Question: "Who incited David to take the census in 2 Samuel 24, God or Satan? Why was God so angry at David for taking the census? Why did God punish the Israelite people when it was David who ordered the census?"
Answer: The parallel account of the incident surrounding the census reveals it was Satan who incited David to take the census: “Satan rose up against Israel and incited David to take a census of Israel” (1 Chronicles 21:1). However, the wording of 2 Samuel 24:1 says that it was God who “moved David” to take the census. This discrepancy can be explained by the understanding that sometimes God sovereignly permits Satan to act in order to achieve His purposes. God uses Satan in various ways, among them the refining, disciplining and purification of disobedient believers (Luke 22:31-32; 1 Corinthians 5:1-5; 2 Corinthians 12:7-10). Such is the case with David. God allowed Satan to tempt him, and David sinned, revealing his pride and allowing God to deal with him for it.
As to why God was angry at David, in those times, a man only had the right to count or number what belonged to him. Israel did not belong to David; Israel belonged to God. In Exodus 30:12 God told Moses, “When you take a census of the Israelites to count them, each one must pay the LORD a ransom for his life at the time he is counted. Then no plague will come on them when you number them.” It was up to God to command a census, and if David counted he should only do it at God's command, receiving a ransom to "atone" for the counting. This is why God was angry again with Israel and is also why David was “conscience-stricken” after he counted Israel. David knew it was wrong and begged God to take away the guilt of his sin (2 Samuel 24:10).
God gave David a choice of three punishments for his sin—three years of famine, three months of fleeing before his enemies, or three days of plague. David chose the third, and the Lord then punished Israel with a plague which killed 70,000 men from Dan in the north to Beersheba in the south. As for why God punished the whole nation for the sin of the king, that is exactly the question David asked in v. 17. Why, when he was the one who had sinned, did the people have to suffer? He even requested that God’s hand be against him and his family only, and that God would spare the people. But as with the account of Job, God chose not to give a reason for His actions. Perhaps it was because of Israel’s multiplied sins and rebellion against God throughout the centuries. Perhaps it was a lesson to the people (and to us as well) that the people suffer when their leaders go astray. The reality is that God didn’t justify His actions with a reason, nor does He have to.

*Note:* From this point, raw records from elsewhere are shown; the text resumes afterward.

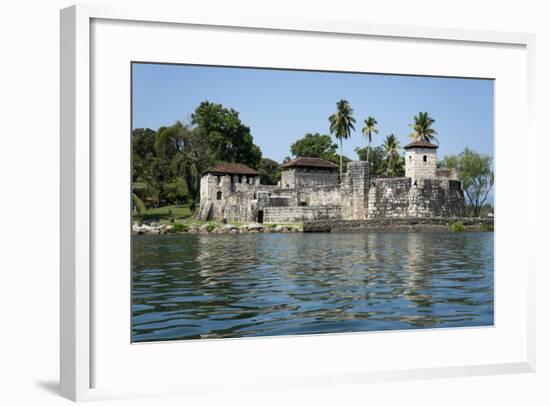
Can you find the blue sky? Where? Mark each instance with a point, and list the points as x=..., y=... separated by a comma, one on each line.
x=281, y=106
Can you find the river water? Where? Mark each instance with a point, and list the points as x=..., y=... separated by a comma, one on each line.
x=191, y=286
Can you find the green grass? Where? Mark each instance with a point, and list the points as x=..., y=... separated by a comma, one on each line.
x=488, y=227
x=457, y=227
x=162, y=213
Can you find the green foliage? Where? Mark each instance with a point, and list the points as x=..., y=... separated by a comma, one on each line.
x=175, y=191
x=369, y=129
x=475, y=172
x=315, y=145
x=270, y=171
x=457, y=227
x=394, y=161
x=318, y=146
x=229, y=139
x=488, y=227
x=341, y=124
x=168, y=163
x=180, y=228
x=422, y=128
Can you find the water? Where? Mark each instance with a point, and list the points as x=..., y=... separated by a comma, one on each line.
x=214, y=286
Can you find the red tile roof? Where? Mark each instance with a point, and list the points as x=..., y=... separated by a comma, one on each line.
x=231, y=169
x=309, y=162
x=421, y=144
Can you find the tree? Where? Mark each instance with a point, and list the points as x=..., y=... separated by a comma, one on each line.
x=270, y=171
x=368, y=130
x=391, y=150
x=228, y=138
x=315, y=145
x=171, y=140
x=477, y=177
x=341, y=124
x=422, y=128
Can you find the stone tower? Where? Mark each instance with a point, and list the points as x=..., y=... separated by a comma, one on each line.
x=420, y=161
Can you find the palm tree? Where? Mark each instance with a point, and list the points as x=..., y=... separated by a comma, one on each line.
x=341, y=124
x=368, y=130
x=391, y=149
x=422, y=130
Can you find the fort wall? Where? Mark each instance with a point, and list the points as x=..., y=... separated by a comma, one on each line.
x=299, y=214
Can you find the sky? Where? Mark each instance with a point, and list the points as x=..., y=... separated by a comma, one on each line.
x=281, y=106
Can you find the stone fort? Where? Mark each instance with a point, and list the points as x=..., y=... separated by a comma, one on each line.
x=310, y=189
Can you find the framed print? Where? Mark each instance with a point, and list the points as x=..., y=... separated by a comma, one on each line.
x=250, y=209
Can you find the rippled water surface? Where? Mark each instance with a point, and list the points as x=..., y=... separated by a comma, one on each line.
x=215, y=286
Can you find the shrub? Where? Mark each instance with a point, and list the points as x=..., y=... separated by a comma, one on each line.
x=457, y=227
x=488, y=227
x=180, y=228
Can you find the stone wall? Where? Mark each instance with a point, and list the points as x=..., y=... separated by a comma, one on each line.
x=354, y=191
x=400, y=198
x=389, y=197
x=359, y=196
x=299, y=214
x=319, y=196
x=416, y=167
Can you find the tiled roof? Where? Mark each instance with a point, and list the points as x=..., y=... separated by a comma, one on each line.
x=231, y=169
x=420, y=144
x=309, y=162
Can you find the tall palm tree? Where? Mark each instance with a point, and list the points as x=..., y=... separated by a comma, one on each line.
x=368, y=130
x=341, y=124
x=422, y=128
x=391, y=150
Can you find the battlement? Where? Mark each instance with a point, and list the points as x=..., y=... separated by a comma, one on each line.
x=314, y=192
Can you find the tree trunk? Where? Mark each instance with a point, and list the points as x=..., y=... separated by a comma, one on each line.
x=368, y=150
x=340, y=159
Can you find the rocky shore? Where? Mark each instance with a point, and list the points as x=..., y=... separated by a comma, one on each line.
x=433, y=224
x=212, y=228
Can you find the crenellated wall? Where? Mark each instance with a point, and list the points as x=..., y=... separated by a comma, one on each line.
x=299, y=214
x=400, y=198
x=430, y=192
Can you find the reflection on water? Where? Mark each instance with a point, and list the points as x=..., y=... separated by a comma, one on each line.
x=214, y=286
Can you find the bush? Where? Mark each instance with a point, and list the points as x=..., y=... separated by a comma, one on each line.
x=457, y=227
x=180, y=228
x=488, y=227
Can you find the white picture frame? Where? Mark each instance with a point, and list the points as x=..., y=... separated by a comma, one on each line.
x=77, y=226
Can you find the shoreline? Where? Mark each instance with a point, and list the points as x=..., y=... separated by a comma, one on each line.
x=428, y=224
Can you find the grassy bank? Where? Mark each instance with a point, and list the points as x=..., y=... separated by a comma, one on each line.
x=164, y=214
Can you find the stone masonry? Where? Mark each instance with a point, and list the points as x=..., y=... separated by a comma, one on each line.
x=311, y=191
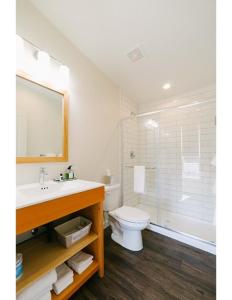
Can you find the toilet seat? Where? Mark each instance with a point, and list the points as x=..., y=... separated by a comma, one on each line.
x=131, y=214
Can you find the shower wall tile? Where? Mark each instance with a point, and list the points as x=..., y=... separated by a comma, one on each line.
x=129, y=133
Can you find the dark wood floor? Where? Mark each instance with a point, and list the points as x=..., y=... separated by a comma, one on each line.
x=164, y=269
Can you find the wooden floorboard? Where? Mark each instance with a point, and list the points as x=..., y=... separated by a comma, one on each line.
x=165, y=269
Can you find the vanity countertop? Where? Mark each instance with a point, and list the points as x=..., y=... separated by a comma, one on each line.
x=35, y=193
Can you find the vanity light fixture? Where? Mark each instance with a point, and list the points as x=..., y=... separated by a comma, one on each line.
x=167, y=86
x=43, y=57
x=43, y=69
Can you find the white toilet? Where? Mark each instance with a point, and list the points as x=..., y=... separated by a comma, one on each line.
x=126, y=222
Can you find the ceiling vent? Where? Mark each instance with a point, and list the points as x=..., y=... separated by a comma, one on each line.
x=135, y=55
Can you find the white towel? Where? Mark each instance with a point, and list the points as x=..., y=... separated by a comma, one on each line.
x=139, y=179
x=82, y=268
x=35, y=289
x=63, y=273
x=80, y=261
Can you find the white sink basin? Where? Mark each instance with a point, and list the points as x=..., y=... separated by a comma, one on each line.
x=30, y=194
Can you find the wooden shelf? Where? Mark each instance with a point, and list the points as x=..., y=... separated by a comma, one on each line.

The psalmist tells us, “As for God, His way is perfect” (Psalm 18:30). If God’s ways are “perfect,” then we can trust that whatever He does—and whatever He allows—is also perfect. This may not seem possible to us, but our minds are not God’s mind. It is true that we can’t expect to understand His mind perfectly, as He reminds us “For my thoughts are not your thoughts, neither are your ways my ways, says the LORD. For as the heavens are higher than the earth, so are my ways higher than your ways and my thoughts than your thoughts” (Isaiah 55:8-9). Nevertheless, our responsibility to God is to obey Him, to trust Him and to submit to His will, whether we understand it or not.
As we see in 2 Samuel 24:16 God was grieved because of the things that were happening to His people and called off the punishment. Even through His rebuke God still shows His love and mercy.